Se contribuires para facilitar a contratação, aumenta quase de imediato o potencial de integração dos mais excluídos. Logicamente, isto não é tudo, e há muitas outras coisas que podem e devem ser feitas, se formos minimamente exigentes. Ao mesmo tempo, porém, essas muitas outras coisas - no plano da educação, saude, habitação - necessitam de dinheiro, e como o dinheiro não é elastico e para teres dinheiro para comprares mais direitos para os que menos têm, podes muito bem acabar por ter menos dinheiro para gastar para pagar os direitos das classes médias. Depois as classes médias vão protestar. E o poder político vai ter que tomar decisões dificeis; quando a esquerda defende sobretudo as reivindicações das classes médias, contribui para a reprodução da exclusão. Pensa nisto.

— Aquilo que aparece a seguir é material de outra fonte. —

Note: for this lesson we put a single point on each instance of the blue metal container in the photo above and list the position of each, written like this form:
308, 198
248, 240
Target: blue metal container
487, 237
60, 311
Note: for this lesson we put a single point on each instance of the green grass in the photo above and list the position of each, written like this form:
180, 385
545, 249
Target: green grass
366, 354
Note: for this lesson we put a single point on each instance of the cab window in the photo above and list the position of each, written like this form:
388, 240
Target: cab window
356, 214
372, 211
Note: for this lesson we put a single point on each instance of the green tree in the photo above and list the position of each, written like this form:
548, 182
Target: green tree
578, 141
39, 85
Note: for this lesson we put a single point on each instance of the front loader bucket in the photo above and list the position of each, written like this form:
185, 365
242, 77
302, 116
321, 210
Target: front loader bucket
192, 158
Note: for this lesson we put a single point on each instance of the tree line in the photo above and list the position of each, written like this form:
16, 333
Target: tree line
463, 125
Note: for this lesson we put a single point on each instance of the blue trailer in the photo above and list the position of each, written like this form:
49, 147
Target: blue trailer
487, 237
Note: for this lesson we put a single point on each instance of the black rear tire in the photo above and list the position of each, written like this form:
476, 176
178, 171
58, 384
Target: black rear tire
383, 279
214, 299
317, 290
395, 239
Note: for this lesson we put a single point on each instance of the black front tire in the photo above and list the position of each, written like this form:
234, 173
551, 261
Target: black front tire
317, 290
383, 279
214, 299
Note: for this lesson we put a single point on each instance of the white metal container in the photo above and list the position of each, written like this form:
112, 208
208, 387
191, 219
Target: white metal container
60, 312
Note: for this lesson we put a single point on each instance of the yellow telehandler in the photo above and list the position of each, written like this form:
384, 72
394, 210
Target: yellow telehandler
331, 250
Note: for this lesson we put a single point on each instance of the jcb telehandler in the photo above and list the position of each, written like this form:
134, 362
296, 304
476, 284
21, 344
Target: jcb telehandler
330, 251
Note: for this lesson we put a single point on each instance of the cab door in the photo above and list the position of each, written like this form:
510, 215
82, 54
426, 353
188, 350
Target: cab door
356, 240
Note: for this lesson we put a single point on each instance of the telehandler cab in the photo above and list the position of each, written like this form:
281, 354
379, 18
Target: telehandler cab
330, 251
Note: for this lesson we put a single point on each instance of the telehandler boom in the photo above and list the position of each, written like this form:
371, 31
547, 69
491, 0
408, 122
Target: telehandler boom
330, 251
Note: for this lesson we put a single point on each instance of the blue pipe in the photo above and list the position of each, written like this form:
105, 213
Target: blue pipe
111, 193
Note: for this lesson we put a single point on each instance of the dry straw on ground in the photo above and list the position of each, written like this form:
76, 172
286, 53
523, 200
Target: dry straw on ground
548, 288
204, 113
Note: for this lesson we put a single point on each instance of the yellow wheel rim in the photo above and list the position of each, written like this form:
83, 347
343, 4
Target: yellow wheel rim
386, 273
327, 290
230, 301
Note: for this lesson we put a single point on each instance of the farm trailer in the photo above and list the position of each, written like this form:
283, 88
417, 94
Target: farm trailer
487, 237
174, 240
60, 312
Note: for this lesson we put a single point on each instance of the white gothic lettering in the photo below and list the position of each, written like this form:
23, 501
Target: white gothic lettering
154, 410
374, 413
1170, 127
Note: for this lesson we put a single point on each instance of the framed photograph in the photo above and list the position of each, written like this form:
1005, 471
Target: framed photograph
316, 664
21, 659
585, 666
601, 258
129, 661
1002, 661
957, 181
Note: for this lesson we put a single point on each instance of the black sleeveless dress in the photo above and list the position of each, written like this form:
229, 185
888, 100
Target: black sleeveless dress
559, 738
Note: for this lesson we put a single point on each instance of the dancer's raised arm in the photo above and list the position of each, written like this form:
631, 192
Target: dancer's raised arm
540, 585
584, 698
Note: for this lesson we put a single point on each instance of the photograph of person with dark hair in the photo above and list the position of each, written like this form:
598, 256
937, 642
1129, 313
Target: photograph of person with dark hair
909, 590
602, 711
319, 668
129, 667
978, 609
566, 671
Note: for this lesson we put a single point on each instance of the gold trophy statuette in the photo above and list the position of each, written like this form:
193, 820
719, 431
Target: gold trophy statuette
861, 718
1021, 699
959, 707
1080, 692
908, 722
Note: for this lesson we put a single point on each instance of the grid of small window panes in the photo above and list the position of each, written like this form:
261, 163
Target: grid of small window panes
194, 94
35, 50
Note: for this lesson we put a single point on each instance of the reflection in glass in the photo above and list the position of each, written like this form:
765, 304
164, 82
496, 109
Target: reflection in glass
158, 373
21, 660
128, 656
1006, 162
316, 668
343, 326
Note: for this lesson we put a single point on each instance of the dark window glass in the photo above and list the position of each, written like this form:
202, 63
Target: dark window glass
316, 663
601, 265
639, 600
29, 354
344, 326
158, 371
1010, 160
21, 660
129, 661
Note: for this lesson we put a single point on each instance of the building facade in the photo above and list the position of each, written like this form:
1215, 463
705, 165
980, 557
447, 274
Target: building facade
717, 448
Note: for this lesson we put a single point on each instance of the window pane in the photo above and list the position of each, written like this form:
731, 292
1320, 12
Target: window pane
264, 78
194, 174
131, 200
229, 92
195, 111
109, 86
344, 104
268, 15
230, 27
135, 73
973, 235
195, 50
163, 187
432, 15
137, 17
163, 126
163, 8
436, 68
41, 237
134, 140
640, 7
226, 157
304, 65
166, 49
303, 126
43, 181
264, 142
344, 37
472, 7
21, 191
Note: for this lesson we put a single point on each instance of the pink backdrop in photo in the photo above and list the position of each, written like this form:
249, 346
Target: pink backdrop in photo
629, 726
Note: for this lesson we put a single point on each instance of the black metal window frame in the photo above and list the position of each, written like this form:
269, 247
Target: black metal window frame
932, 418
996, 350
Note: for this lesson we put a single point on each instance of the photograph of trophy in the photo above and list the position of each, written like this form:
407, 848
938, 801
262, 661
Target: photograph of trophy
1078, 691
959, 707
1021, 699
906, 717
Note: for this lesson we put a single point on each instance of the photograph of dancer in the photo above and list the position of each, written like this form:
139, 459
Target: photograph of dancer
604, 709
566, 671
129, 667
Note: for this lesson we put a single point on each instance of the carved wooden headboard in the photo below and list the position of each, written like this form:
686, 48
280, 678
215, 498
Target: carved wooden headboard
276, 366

"São razões intrínsecas à lógica de funcionamento do próprio sistema capitalista globalizado..."

Esta posição, deixa-me dizer o que penso, é de um enorme conservadorismo e deixa-nos de mãos atadas: dado que ninguem sabe muito bem o que é lutar contra o "sistema capitalista globalizado", então não se faz nada, e os excluidos continuam excluidos. Era exactamente o que há 30 anos se dizia sobre a escola: dado que ela reproduz o sistema capitalista e as desigualdades estão enraizadas nele, ou mudamos o sistema todo, ou então não vale a pena fazer absolutamente nada, porque tudo está determinado à partida. Desculpa, mas é nesta forma de pensar que o radicalismo dá maõs ao conservadorismo.

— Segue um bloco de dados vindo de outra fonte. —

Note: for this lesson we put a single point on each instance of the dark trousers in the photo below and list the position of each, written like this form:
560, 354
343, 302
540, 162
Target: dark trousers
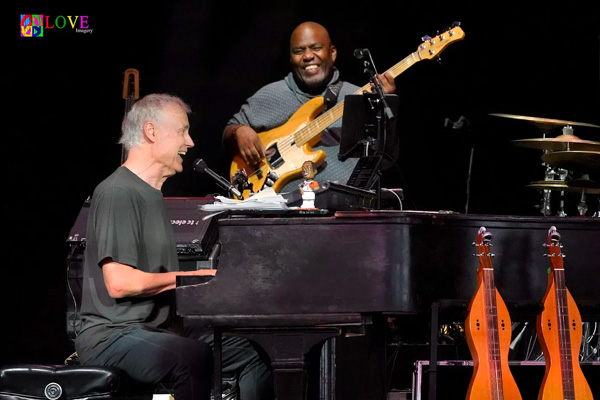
185, 363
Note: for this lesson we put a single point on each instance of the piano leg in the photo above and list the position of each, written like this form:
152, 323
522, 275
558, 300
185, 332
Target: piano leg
287, 348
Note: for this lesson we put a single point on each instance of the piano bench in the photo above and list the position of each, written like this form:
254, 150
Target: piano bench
66, 382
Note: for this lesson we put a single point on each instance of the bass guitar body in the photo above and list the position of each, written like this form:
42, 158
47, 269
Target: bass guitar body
284, 155
559, 331
488, 330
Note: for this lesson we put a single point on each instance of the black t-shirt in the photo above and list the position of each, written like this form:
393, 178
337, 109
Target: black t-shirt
128, 224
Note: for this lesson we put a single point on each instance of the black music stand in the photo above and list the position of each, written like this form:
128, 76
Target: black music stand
370, 137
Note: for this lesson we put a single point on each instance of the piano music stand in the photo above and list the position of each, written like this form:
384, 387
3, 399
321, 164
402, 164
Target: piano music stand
370, 137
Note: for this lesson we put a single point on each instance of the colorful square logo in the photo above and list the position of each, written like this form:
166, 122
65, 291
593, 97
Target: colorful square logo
32, 25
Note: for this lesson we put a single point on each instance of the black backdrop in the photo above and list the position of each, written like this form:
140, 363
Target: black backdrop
64, 106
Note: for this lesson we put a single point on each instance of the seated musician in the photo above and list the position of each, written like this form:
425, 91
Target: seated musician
131, 264
312, 57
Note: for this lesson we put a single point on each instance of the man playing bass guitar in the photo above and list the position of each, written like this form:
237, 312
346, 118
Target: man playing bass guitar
313, 75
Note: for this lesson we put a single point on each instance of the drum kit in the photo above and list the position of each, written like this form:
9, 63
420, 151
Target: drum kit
564, 157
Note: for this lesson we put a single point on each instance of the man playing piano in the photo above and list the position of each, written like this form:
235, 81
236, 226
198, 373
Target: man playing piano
131, 265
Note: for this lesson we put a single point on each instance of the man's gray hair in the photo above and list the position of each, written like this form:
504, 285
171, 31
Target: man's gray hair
148, 108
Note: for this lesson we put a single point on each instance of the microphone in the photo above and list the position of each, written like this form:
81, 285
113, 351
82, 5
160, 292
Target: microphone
200, 166
361, 53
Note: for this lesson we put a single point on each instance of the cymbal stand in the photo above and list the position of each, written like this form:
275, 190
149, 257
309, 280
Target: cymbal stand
550, 175
582, 206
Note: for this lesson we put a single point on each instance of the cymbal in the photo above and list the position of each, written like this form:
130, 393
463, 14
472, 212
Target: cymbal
562, 186
559, 143
545, 122
582, 161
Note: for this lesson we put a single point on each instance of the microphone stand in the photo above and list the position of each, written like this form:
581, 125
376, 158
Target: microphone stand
377, 97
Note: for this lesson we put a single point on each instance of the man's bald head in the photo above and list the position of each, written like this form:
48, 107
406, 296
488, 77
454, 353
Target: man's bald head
312, 56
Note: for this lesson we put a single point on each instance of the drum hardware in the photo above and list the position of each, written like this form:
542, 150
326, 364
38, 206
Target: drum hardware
545, 123
557, 167
574, 160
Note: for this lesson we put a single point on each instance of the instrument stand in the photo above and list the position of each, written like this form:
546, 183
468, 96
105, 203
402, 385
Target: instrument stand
368, 136
552, 175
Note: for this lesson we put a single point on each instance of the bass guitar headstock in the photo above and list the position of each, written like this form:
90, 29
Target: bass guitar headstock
554, 249
433, 46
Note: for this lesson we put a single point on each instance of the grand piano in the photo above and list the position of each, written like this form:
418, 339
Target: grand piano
290, 281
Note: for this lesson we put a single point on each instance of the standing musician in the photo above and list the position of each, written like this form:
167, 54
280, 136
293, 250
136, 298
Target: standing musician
312, 57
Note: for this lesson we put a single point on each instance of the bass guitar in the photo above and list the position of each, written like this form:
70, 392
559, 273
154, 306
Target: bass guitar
131, 93
289, 145
488, 330
559, 332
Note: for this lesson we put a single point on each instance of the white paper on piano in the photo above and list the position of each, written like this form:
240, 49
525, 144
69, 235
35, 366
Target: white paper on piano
266, 199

A minha hipótese é muitas pessoas pensam estas coisas a partir do que se produz e escreve a partir da realidade francesa, onde o Estado social tem raizes conservadoras, com atribuição de regalias específicas e diferenciadas a grupos vários de funcionários publicos para evitar que estes se deixassem levar pelas sirenes comunistas. Comprando literalmente esses grupos com direitos específicos, e aceitando, em nome da paz social, que o mercado de trabalho fosse sendo construido em negociaçao com os sindicatos ligados ao PCF com regras extremamente proteccionistas para quem tinha um emprego, o Estado estruturou, pelas suas políticas, uma hierarquia social extremamente desigual - e que ganhou ampla visibilidade quando o pleno emprego dos anos 50 e 60 chegou ao fim na década de 70. Quando as finanças públicas começaram a apertar e estes grupos sentiram que a vida deixa de ser tão estável, foram os primeiros a manifestar-se. Muitas vezes, o drama vive-se dentro da mesma casa, porque os direitos que a geração dos pais conseguiu comprar é responsavel por deixar os seus proprios filhos no desemprego quando saem da escola. Como não ver a interdependencia aqui?

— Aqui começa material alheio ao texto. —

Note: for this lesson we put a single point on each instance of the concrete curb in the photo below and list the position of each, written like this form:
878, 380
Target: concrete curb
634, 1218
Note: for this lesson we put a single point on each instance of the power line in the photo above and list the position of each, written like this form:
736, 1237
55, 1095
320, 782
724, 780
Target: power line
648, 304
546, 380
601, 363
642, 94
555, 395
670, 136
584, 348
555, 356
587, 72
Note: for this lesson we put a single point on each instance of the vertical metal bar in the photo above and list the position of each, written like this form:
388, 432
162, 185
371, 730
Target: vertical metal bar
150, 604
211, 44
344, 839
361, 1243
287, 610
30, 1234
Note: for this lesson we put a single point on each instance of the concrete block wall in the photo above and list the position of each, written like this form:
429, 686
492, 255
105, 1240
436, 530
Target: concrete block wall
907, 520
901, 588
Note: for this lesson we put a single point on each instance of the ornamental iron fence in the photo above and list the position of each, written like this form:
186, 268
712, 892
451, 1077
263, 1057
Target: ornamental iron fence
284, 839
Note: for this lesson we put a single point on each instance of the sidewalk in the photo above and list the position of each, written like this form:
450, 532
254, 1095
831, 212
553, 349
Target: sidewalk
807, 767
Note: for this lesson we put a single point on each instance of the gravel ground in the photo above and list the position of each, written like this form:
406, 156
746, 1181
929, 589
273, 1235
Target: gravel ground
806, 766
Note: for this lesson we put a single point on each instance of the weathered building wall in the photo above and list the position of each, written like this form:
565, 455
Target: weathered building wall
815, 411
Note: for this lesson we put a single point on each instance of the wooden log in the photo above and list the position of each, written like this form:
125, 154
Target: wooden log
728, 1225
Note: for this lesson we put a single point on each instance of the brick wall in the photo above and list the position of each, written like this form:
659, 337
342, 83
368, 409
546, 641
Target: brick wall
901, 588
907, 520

Em muitos outros países, alias mais ricos do que a França, estas assimetrias não existem de forma tão vincada, em parte porque o Estado não cometeu o erros que o francês cometeu, e porque os sindicatos são responsáveis, e sabem que se protegerem demasiado uns, o cobertor não dá para todos. O modelo social-democrata, mais próspero e mais igualitário que o conservador/continental que se verifica em França, não tem um mercado de trabalho particularmente regulado; todos os estudos internacionais o mostram. Mas também não tem nada a ver com o neo-liberalismo. As regulaçoes existentes são moderadas e inteligentes, e contribuem para que o desemprego seja regularmente baixo, e os niveis de pobreza e exclusão social baixissima.
Porque não olhamos de uma vez por todas para os bons exemplos historicos e para arranjos institucionais mais inteligentes, equitativos e eficazes em vez de andarmos sempre e sempre a culpar o capitalismo globalizado? Estas coisas estão mais do que estudadas, era tao bom que alguns dos seus contributos fossem mobilizados para estes debates. Uma das consequencias era a destruição de alguns mitos (um deles, sobre o qual já escrevi várias vezes nos comentarios a varios posts, é o mito de que o 'modelo social frances' é progressista; muitas das perversoes e desigualdades que ele estrutura desde sempre dão, claro, origem hoje a reinvidicações elas próprias perversas; faz-me alguma confusão que boa parte da esquerda as compre sem perceber melhor o que está em causa).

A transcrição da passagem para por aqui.